Department of Anesthesiology, Shengjing Hospital, China Medical University, Shenyang, 110004, People's Republic of China.
Neurochem Res. 2019 Feb;44(2):347-356. doi: 10.1007/s11064-018-2682-9. Epub 2018 Nov 20.

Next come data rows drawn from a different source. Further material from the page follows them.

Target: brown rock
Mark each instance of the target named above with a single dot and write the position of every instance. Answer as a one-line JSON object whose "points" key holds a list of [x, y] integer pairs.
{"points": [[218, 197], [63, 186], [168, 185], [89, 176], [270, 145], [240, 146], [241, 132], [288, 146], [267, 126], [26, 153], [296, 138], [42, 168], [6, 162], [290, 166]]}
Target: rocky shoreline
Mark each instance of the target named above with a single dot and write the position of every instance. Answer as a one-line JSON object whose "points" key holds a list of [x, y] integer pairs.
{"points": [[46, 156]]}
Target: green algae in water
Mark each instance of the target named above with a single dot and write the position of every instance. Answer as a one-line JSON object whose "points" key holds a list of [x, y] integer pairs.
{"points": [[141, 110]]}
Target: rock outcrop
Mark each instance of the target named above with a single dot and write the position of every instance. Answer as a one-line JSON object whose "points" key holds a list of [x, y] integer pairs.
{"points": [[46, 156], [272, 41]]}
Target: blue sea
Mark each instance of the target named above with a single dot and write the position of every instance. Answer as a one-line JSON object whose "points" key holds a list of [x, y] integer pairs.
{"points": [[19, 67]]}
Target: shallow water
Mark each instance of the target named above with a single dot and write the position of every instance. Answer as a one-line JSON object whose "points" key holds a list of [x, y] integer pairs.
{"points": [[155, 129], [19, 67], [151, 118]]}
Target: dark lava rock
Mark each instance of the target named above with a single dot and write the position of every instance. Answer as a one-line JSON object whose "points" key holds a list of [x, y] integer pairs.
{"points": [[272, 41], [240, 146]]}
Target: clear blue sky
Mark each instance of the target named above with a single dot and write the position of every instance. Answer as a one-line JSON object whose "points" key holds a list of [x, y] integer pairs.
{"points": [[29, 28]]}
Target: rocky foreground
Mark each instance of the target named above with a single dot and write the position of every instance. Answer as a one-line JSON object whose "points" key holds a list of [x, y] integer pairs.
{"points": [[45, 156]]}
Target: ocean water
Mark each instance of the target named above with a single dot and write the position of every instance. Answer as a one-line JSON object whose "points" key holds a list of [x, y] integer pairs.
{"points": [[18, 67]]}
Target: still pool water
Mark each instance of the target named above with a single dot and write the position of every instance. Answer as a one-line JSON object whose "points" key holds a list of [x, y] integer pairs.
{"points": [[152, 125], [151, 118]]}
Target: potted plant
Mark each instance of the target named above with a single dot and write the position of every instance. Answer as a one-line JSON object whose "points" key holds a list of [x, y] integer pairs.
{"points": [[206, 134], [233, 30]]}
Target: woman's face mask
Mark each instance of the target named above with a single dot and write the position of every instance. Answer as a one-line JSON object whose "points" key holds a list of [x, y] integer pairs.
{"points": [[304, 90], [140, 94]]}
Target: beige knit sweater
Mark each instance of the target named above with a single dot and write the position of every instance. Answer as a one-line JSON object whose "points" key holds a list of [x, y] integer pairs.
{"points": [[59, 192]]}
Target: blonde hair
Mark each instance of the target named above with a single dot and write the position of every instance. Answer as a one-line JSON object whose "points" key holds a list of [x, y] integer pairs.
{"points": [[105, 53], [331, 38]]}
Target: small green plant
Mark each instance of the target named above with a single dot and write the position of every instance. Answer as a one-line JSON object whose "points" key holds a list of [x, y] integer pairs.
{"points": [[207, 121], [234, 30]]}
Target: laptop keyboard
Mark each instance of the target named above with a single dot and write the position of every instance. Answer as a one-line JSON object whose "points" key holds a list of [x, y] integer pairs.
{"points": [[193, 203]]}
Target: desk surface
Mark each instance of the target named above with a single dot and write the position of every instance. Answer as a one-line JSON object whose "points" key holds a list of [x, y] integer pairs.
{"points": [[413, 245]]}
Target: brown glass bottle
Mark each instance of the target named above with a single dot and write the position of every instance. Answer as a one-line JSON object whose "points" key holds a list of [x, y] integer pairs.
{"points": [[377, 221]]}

Hypoxic-ischemic brain injury (HIBI) in neonates is one of the major contributors of newborn death and cognitive impairment. Numerous animal studies have demonstrated that autophagy is substantially increased in HIBI and that sevoflurane postconditioning (SPC) can attenuate HIBI. However, if SPC-induced neuroprotection inhibits autophagy in HIBI remains unknown. To investigate if cerebral protection induced by SPC is related to decreased autophagy in the setting of HIBI. Postnatal rats at day 7 (P7) were randomly assigned to 7 different groups: Sham, HIBI, SPC-HIBI, HIBI + rapamycin, SPC-HIBI + rapamycin, HIBI + p-extracellular signal-regulated kinase (p-ERK) inhibitor, and SPC-HIBI + p-ERK inhibitor. To induce HIBI, neonatal rats underwent left common carotid artery ligation, followed by 2 h of hypoxia (8% O). Rats in the SPC groups were treated with 1 minimum alveolar concentration ([MAC], 2.4%) SPC for 30 min after HIBI induction. Markers of autophagy and expression of ERK cascade components were measured in the rat brains after 24 h. Spatial learning and memory function were examined 29-34 days after administration of an autophagy agonist or a p-ERK inhibitor. The expression of microtubule-associated proteins 1A/1B, light chain 3B II (LC3-II) and tuberous sclerosis complex 2 (TSC2) were decreased in the SPC-HIBI group compared to the HIBI group. Expression of the p62 sequestosome 1 (P62/SQSTM1) protein, p-ERK/ERK, phospho-mammalian target of rapamycin (p-mTOR) and phospho-p70S6 were increased in SPC-HIBI group. Rats within the SPC-HIBI groups that also received the p-ERK inhibitor or autophagy inhibitor demonstrated reduced cross platform times and increased escape latency. Approximately 30 min of 2.4% SPC treatment in the P7 rat HIBI model attenuated excessive autophagy in the brain by elevating the ERK cascade. This finding provides additional insight into HIBI and identifies new targets for therapeutic approaches to treat HIBI.
新生儿缺氧缺血性脑损伤(HIBI)是新生儿死亡和认知障碍的主要原因之一。大量动物研究表明,自噬在 HIBI 中显著增加,七氟醚后处理(SPC)可以减轻 HIBI。然而,SPC 诱导的神经保护是否抑制 HIBI 中的自噬尚不清楚。本研究旨在探讨 SPC 诱导的脑保护是否与 HIBI 中自噬的减少有关。生后 7 天(P7)的大鼠被随机分为 7 组:假手术组、HIBI 组、SPC-HIBI 组、HIBI+雷帕霉素组、SPC-HIBI+雷帕霉素组、HIBI+p-细胞外信号调节激酶(p-ERK)抑制剂组和 SPC-HIBI+p-ERK 抑制剂组。通过结扎左侧颈总动脉并缺氧(8% O2)2 h 诱导 HIBI。SPC 组大鼠在 HIBI 诱导后给予 1 个最低肺泡浓度([MAC],2.4%)SPC 处理 30 min。在 HIBI 后 24 h 测量大鼠脑组织中的自噬标志物和 ERK 级联成分的表达。在给予自噬激动剂或 p-ERK 抑制剂后 29-34 天,检测空间学习和记忆功能。与 HIBI 组相比,SPC-HIBI 组大鼠脑中微管相关蛋白 1A/1B、微管相关蛋白 1A/1B、轻链 3B II(LC3-II)和结节性硬化复合物 2(TSC2)的表达减少,而 p62 自噬体相关蛋白 1(P62/SQSTM1)蛋白、p-ERK/ERK、磷酸化哺乳动物雷帕霉素靶蛋白(p-mTOR)和磷酸化 p70S6 的表达增加。SPC-HIBI 组大鼠接受 p-ERK 抑制剂或自噬抑制剂后,穿越平台的次数减少,逃避潜伏期延长。在 P7 大鼠 HIBI 模型中,约 30 min 的 2.4% SPC 处理通过升高 ERK 级联来减轻大脑中的过度自噬。这一发现为 HIBI 提供了新的认识,并确定了治疗 HIBI 的新靶点。